Note that this doesn't apply to default: the problem is that 2.7 and 3.2 don't 
use native TLS, and with the ad-hoc TLS implementation, a NULL value isn't 
supported:
"""
 /* Internal helper.
  * If the current thread has a mapping for key, the appropriate struct key*
  * is returned.  NB:  value is ignored in this case!
  * If there is no mapping for key in the current thread, then:
  *     If value is NULL, NULL is returned.
  *     Else a mapping of key to value is created for the current thread,
  *     and a pointer to a new struct key* is returned; except that if
  *     malloc() can't find room for a new struct key*, NULL is returned.
  * So when value==NULL, this acts like a pure lookup routine, and when
  * value!=NULL, this acts like dict.setdefault(), returning an existing
  * mapping if one exists, else creating a new mapping.
"""

So PyThread_set_key_value() has different semantics between 2.7/3.2 and 
default...


> So _PyGILState_Reinit() is broken because it assumes that an auto 
> thread state will always exist for the thread for it to reinit, which 
> will not always be the case.

Hmm...
Please see http://docs.python.org/c-api/init.html#non-python-created-threads
"""
When threads are created using the dedicated Python APIs (such as the threading 
module), a thread state is automatically associated to them and the code showed 
above is therefore correct. However, when threads are created from C (for 
example by a third-party library with its own thread management), they don’t 
hold the GIL, nor is there a thread state structure for them.

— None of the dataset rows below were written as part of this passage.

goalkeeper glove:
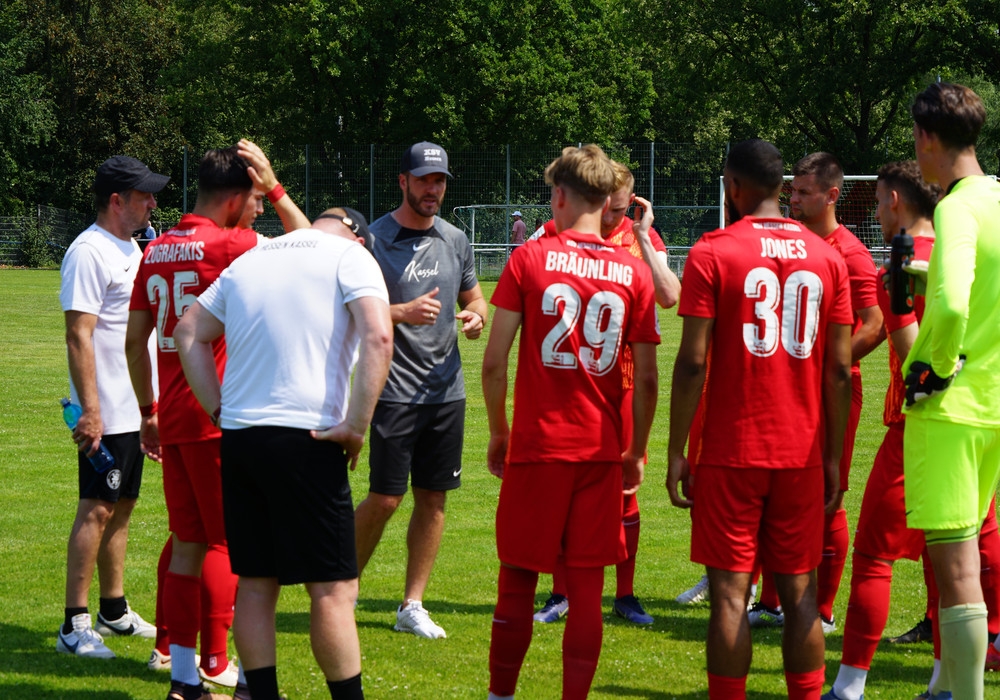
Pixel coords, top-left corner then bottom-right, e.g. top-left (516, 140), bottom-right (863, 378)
top-left (905, 355), bottom-right (965, 407)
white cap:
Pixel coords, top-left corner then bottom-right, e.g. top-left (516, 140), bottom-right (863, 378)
top-left (512, 210), bottom-right (522, 217)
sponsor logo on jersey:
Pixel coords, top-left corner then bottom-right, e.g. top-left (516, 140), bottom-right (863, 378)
top-left (404, 259), bottom-right (440, 282)
top-left (759, 237), bottom-right (808, 259)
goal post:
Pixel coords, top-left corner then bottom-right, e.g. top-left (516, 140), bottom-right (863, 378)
top-left (718, 175), bottom-right (882, 249)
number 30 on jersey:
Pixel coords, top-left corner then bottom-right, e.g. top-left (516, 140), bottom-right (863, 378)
top-left (743, 267), bottom-right (823, 359)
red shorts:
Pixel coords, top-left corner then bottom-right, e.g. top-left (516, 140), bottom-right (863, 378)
top-left (162, 439), bottom-right (227, 545)
top-left (840, 370), bottom-right (864, 491)
top-left (853, 424), bottom-right (924, 561)
top-left (691, 464), bottom-right (823, 574)
top-left (496, 461), bottom-right (626, 571)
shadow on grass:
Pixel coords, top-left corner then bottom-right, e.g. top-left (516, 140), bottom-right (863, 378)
top-left (0, 683), bottom-right (132, 699)
top-left (0, 622), bottom-right (151, 695)
top-left (278, 598), bottom-right (499, 634)
top-left (593, 685), bottom-right (788, 699)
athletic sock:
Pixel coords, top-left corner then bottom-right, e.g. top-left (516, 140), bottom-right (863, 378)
top-left (817, 507), bottom-right (849, 621)
top-left (616, 511), bottom-right (640, 599)
top-left (155, 537), bottom-right (172, 654)
top-left (928, 657), bottom-right (945, 695)
top-left (99, 595), bottom-right (127, 622)
top-left (200, 543), bottom-right (238, 675)
top-left (169, 644), bottom-right (200, 686)
top-left (938, 602), bottom-right (987, 700)
top-left (979, 524), bottom-right (1000, 636)
top-left (244, 666), bottom-right (280, 700)
top-left (785, 668), bottom-right (824, 700)
top-left (562, 565), bottom-right (603, 700)
top-left (758, 570), bottom-right (780, 611)
top-left (841, 553), bottom-right (893, 669)
top-left (552, 556), bottom-right (567, 599)
top-left (489, 566), bottom-right (538, 697)
top-left (164, 571), bottom-right (201, 648)
top-left (63, 606), bottom-right (88, 634)
top-left (830, 664), bottom-right (867, 700)
top-left (327, 673), bottom-right (364, 700)
top-left (707, 672), bottom-right (746, 699)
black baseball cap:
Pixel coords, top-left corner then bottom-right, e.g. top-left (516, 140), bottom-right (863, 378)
top-left (94, 156), bottom-right (170, 196)
top-left (342, 207), bottom-right (375, 252)
top-left (400, 142), bottom-right (452, 177)
top-left (314, 207), bottom-right (375, 253)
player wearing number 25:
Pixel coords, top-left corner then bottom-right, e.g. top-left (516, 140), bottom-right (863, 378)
top-left (482, 144), bottom-right (660, 700)
top-left (667, 139), bottom-right (853, 700)
top-left (126, 143), bottom-right (308, 699)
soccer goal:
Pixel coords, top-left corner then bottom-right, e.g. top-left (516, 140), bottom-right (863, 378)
top-left (717, 175), bottom-right (882, 249)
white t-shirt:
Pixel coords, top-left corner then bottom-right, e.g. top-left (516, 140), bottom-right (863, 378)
top-left (198, 229), bottom-right (389, 430)
top-left (59, 224), bottom-right (146, 434)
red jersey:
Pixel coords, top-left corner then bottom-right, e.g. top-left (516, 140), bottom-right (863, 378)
top-left (679, 216), bottom-right (853, 469)
top-left (129, 213), bottom-right (257, 444)
top-left (824, 224), bottom-right (879, 367)
top-left (603, 216), bottom-right (667, 390)
top-left (878, 235), bottom-right (933, 427)
top-left (491, 229), bottom-right (660, 465)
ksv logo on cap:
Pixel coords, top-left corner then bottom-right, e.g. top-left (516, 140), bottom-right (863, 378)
top-left (401, 142), bottom-right (453, 177)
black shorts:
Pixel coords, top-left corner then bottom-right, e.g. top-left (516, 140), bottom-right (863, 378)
top-left (368, 400), bottom-right (465, 496)
top-left (221, 426), bottom-right (357, 585)
top-left (78, 432), bottom-right (144, 502)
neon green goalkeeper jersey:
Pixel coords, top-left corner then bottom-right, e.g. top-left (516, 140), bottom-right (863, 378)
top-left (903, 175), bottom-right (1000, 426)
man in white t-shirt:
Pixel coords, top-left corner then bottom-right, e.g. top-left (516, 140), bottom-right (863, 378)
top-left (175, 209), bottom-right (392, 700)
top-left (58, 156), bottom-right (169, 659)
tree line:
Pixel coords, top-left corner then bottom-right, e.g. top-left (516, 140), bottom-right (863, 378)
top-left (2, 0), bottom-right (998, 217)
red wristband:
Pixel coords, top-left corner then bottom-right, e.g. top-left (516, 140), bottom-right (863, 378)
top-left (266, 183), bottom-right (286, 204)
top-left (139, 401), bottom-right (157, 417)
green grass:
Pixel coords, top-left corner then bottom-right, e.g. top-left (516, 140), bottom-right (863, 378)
top-left (0, 268), bottom-right (995, 698)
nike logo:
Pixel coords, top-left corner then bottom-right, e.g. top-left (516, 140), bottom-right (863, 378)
top-left (60, 632), bottom-right (79, 653)
top-left (453, 468), bottom-right (462, 477)
top-left (124, 265), bottom-right (132, 272)
top-left (413, 240), bottom-right (432, 251)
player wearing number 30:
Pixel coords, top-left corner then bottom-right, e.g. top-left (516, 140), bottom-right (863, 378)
top-left (667, 139), bottom-right (854, 700)
top-left (483, 144), bottom-right (660, 700)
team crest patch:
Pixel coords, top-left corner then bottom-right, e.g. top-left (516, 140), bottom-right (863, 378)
top-left (106, 469), bottom-right (122, 490)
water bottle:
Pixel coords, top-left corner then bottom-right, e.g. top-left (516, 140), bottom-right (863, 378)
top-left (60, 398), bottom-right (115, 473)
top-left (889, 230), bottom-right (915, 315)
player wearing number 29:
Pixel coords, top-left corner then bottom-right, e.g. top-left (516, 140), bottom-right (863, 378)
top-left (126, 143), bottom-right (309, 700)
top-left (667, 139), bottom-right (853, 700)
top-left (483, 144), bottom-right (660, 699)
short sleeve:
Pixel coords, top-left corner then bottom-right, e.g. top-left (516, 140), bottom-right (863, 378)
top-left (339, 246), bottom-right (390, 305)
top-left (649, 228), bottom-right (667, 254)
top-left (678, 240), bottom-right (717, 319)
top-left (844, 245), bottom-right (879, 312)
top-left (876, 269), bottom-right (917, 334)
top-left (491, 245), bottom-right (527, 313)
top-left (458, 234), bottom-right (478, 292)
top-left (198, 275), bottom-right (227, 323)
top-left (60, 243), bottom-right (110, 315)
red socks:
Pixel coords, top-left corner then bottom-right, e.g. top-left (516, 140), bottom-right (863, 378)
top-left (841, 553), bottom-right (893, 669)
top-left (155, 537), bottom-right (172, 655)
top-left (786, 668), bottom-right (825, 699)
top-left (616, 500), bottom-right (640, 599)
top-left (199, 543), bottom-right (238, 675)
top-left (817, 507), bottom-right (849, 621)
top-left (708, 672), bottom-right (746, 699)
top-left (489, 566), bottom-right (538, 697)
top-left (563, 566), bottom-right (604, 700)
top-left (164, 571), bottom-right (201, 648)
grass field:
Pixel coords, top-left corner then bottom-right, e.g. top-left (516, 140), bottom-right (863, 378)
top-left (1, 268), bottom-right (996, 699)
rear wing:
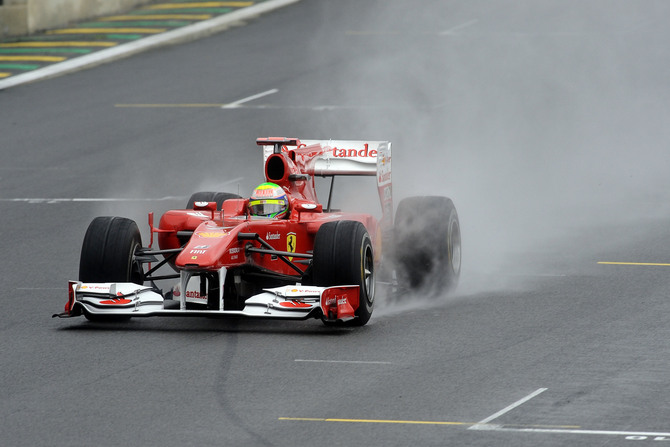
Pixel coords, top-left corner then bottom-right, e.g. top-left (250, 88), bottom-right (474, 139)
top-left (296, 140), bottom-right (391, 178)
top-left (258, 138), bottom-right (391, 176)
top-left (256, 137), bottom-right (393, 233)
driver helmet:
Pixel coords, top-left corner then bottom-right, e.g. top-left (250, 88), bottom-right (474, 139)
top-left (248, 182), bottom-right (289, 218)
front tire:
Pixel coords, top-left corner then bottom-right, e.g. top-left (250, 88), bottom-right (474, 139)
top-left (79, 217), bottom-right (143, 321)
top-left (79, 217), bottom-right (144, 284)
top-left (312, 221), bottom-right (375, 326)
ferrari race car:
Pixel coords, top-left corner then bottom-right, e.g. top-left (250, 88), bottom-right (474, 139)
top-left (54, 138), bottom-right (461, 326)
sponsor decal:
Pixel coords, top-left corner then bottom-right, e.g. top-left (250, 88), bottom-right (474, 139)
top-left (187, 212), bottom-right (208, 217)
top-left (331, 143), bottom-right (377, 158)
top-left (254, 187), bottom-right (277, 198)
top-left (191, 256), bottom-right (198, 260)
top-left (196, 231), bottom-right (226, 238)
top-left (100, 298), bottom-right (132, 305)
top-left (324, 297), bottom-right (348, 306)
top-left (288, 287), bottom-right (320, 294)
top-left (378, 171), bottom-right (391, 183)
top-left (190, 250), bottom-right (207, 255)
top-left (193, 245), bottom-right (209, 249)
top-left (80, 285), bottom-right (110, 291)
top-left (286, 232), bottom-right (296, 261)
top-left (229, 246), bottom-right (241, 261)
top-left (186, 291), bottom-right (205, 299)
top-left (266, 232), bottom-right (280, 240)
top-left (279, 301), bottom-right (312, 308)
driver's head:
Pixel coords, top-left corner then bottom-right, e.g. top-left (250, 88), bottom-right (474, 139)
top-left (248, 182), bottom-right (289, 218)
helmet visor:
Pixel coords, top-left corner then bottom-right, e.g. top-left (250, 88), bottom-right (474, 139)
top-left (249, 198), bottom-right (287, 217)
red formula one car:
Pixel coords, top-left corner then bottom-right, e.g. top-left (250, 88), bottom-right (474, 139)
top-left (54, 138), bottom-right (461, 326)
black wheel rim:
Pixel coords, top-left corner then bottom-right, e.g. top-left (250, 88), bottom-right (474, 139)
top-left (449, 219), bottom-right (461, 275)
top-left (363, 244), bottom-right (375, 304)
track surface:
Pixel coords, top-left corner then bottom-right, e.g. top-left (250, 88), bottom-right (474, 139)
top-left (3, 1), bottom-right (670, 446)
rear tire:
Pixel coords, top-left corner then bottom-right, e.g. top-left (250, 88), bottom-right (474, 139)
top-left (312, 221), bottom-right (375, 326)
top-left (79, 217), bottom-right (144, 321)
top-left (394, 196), bottom-right (461, 293)
top-left (186, 191), bottom-right (241, 210)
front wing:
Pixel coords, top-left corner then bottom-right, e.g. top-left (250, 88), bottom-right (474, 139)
top-left (53, 281), bottom-right (359, 322)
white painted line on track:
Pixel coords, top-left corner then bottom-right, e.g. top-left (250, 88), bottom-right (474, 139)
top-left (472, 425), bottom-right (670, 440)
top-left (0, 167), bottom-right (67, 170)
top-left (225, 104), bottom-right (399, 111)
top-left (0, 0), bottom-right (301, 91)
top-left (116, 103), bottom-right (402, 111)
top-left (507, 273), bottom-right (568, 278)
top-left (295, 359), bottom-right (393, 365)
top-left (439, 19), bottom-right (479, 36)
top-left (222, 88), bottom-right (278, 109)
top-left (0, 197), bottom-right (184, 203)
top-left (17, 287), bottom-right (63, 290)
top-left (470, 388), bottom-right (547, 428)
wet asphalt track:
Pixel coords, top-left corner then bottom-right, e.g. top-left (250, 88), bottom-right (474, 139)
top-left (3, 1), bottom-right (670, 446)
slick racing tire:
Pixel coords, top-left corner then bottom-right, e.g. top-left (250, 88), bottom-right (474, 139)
top-left (312, 220), bottom-right (375, 326)
top-left (186, 191), bottom-right (241, 210)
top-left (394, 196), bottom-right (461, 293)
top-left (79, 217), bottom-right (144, 321)
top-left (79, 216), bottom-right (144, 284)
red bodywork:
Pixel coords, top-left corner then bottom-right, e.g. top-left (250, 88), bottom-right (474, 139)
top-left (156, 199), bottom-right (379, 276)
top-left (154, 138), bottom-right (385, 278)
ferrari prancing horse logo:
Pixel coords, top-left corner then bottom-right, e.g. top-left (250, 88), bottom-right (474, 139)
top-left (287, 233), bottom-right (297, 261)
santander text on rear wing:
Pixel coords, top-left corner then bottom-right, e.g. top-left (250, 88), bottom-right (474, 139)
top-left (296, 139), bottom-right (391, 178)
top-left (258, 138), bottom-right (391, 176)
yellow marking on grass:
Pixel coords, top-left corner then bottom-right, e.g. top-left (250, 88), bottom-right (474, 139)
top-left (103, 14), bottom-right (213, 21)
top-left (0, 55), bottom-right (66, 62)
top-left (146, 2), bottom-right (254, 8)
top-left (48, 28), bottom-right (166, 35)
top-left (0, 41), bottom-right (117, 48)
top-left (115, 103), bottom-right (225, 108)
top-left (598, 261), bottom-right (670, 267)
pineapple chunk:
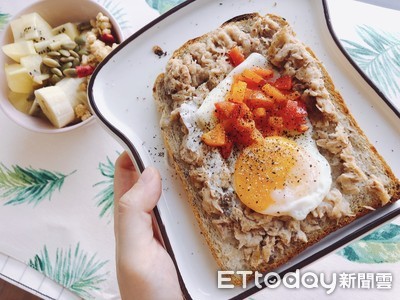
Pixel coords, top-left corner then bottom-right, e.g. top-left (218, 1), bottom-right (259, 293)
top-left (2, 40), bottom-right (37, 62)
top-left (10, 12), bottom-right (53, 42)
top-left (52, 23), bottom-right (79, 40)
top-left (5, 63), bottom-right (34, 93)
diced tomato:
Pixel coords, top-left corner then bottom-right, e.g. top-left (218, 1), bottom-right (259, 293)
top-left (262, 83), bottom-right (287, 103)
top-left (245, 90), bottom-right (274, 109)
top-left (228, 46), bottom-right (245, 66)
top-left (220, 139), bottom-right (233, 159)
top-left (252, 107), bottom-right (267, 119)
top-left (268, 116), bottom-right (284, 130)
top-left (209, 66), bottom-right (307, 158)
top-left (242, 69), bottom-right (264, 84)
top-left (201, 123), bottom-right (227, 147)
top-left (273, 75), bottom-right (293, 90)
top-left (278, 100), bottom-right (308, 132)
top-left (253, 67), bottom-right (274, 79)
top-left (285, 91), bottom-right (301, 101)
top-left (215, 101), bottom-right (251, 121)
top-left (229, 80), bottom-right (247, 102)
top-left (226, 118), bottom-right (263, 146)
top-left (227, 118), bottom-right (256, 146)
top-left (236, 75), bottom-right (262, 89)
top-left (215, 101), bottom-right (238, 120)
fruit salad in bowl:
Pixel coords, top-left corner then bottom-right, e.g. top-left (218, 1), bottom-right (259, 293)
top-left (0, 0), bottom-right (123, 133)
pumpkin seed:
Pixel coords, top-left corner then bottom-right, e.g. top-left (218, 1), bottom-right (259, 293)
top-left (40, 63), bottom-right (50, 74)
top-left (60, 56), bottom-right (75, 63)
top-left (51, 67), bottom-right (63, 77)
top-left (63, 68), bottom-right (78, 78)
top-left (43, 57), bottom-right (60, 68)
top-left (49, 74), bottom-right (62, 85)
top-left (61, 62), bottom-right (73, 71)
top-left (61, 41), bottom-right (77, 50)
top-left (59, 49), bottom-right (71, 57)
top-left (69, 50), bottom-right (79, 58)
top-left (77, 22), bottom-right (92, 31)
top-left (72, 58), bottom-right (80, 67)
top-left (47, 51), bottom-right (61, 58)
top-left (78, 49), bottom-right (89, 56)
top-left (74, 36), bottom-right (86, 46)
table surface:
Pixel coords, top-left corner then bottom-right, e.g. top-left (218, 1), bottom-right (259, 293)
top-left (0, 0), bottom-right (399, 299)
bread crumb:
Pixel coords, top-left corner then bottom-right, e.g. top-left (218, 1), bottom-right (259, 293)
top-left (152, 45), bottom-right (167, 58)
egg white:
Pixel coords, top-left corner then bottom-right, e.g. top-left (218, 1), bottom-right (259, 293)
top-left (195, 53), bottom-right (269, 130)
top-left (258, 125), bottom-right (332, 220)
top-left (178, 53), bottom-right (332, 220)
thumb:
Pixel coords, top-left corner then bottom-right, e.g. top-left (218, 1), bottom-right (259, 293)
top-left (115, 166), bottom-right (161, 251)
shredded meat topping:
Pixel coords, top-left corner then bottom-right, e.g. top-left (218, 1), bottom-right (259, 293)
top-left (161, 14), bottom-right (391, 270)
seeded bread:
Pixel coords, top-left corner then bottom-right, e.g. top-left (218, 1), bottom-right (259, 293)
top-left (153, 13), bottom-right (400, 284)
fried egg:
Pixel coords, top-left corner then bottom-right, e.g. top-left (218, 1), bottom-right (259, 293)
top-left (233, 131), bottom-right (332, 220)
top-left (179, 53), bottom-right (332, 220)
top-left (195, 53), bottom-right (269, 130)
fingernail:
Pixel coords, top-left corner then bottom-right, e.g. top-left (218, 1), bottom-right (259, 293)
top-left (139, 167), bottom-right (155, 184)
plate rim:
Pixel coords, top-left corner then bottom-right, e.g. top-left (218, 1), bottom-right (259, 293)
top-left (88, 0), bottom-right (400, 299)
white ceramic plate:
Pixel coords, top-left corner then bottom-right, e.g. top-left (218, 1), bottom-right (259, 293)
top-left (88, 0), bottom-right (400, 299)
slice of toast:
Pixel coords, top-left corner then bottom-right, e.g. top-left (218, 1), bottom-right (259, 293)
top-left (153, 13), bottom-right (400, 284)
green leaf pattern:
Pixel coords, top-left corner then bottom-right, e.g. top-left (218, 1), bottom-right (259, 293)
top-left (337, 224), bottom-right (400, 263)
top-left (0, 12), bottom-right (10, 30)
top-left (93, 155), bottom-right (116, 219)
top-left (145, 0), bottom-right (186, 14)
top-left (0, 164), bottom-right (75, 206)
top-left (342, 25), bottom-right (400, 99)
top-left (28, 243), bottom-right (109, 299)
top-left (96, 0), bottom-right (130, 29)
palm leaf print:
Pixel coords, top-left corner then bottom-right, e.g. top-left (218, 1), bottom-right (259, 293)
top-left (96, 0), bottom-right (129, 29)
top-left (341, 25), bottom-right (400, 98)
top-left (0, 164), bottom-right (75, 206)
top-left (0, 12), bottom-right (10, 30)
top-left (337, 223), bottom-right (400, 263)
top-left (146, 0), bottom-right (186, 14)
top-left (29, 243), bottom-right (109, 299)
top-left (93, 156), bottom-right (115, 219)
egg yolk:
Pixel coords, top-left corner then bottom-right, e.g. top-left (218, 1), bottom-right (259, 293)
top-left (233, 136), bottom-right (304, 213)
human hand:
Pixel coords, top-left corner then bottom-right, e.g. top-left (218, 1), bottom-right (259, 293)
top-left (114, 152), bottom-right (182, 300)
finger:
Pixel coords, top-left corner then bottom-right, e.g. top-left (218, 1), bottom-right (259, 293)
top-left (114, 151), bottom-right (139, 202)
top-left (115, 166), bottom-right (162, 252)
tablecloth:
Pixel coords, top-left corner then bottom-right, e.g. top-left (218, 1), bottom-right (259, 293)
top-left (0, 0), bottom-right (399, 299)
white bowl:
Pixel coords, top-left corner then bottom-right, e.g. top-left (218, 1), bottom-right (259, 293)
top-left (0, 0), bottom-right (123, 133)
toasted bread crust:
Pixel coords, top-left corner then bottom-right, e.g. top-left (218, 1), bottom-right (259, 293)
top-left (153, 13), bottom-right (400, 285)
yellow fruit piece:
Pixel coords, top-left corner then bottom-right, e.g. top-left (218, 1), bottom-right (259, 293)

If you need to call Python code from these threads (often this will be part of 
a callback API provided by the aforementioned third-party library), you must 
first register these threads with the interpreter by creating a thread state 
data structure, then acquiring the GIL, and finally storing their thread state 
pointer, before you can start using the Python/C API. When you are done, you 
should reset the thread state pointer, release the GIL, and finally free the 
thread state data structure.

The PyGILState_Ensure() and PyGILState_Release() functions do all of the above 
automatically. The typical idiom for calling into Python from a C thread is:
"""

I think you should be calling call PyGILState_Ensure() before (whoch does 
associate the thread state to the autoTLS key.
I let Antoine answer, he's got much more experience than me.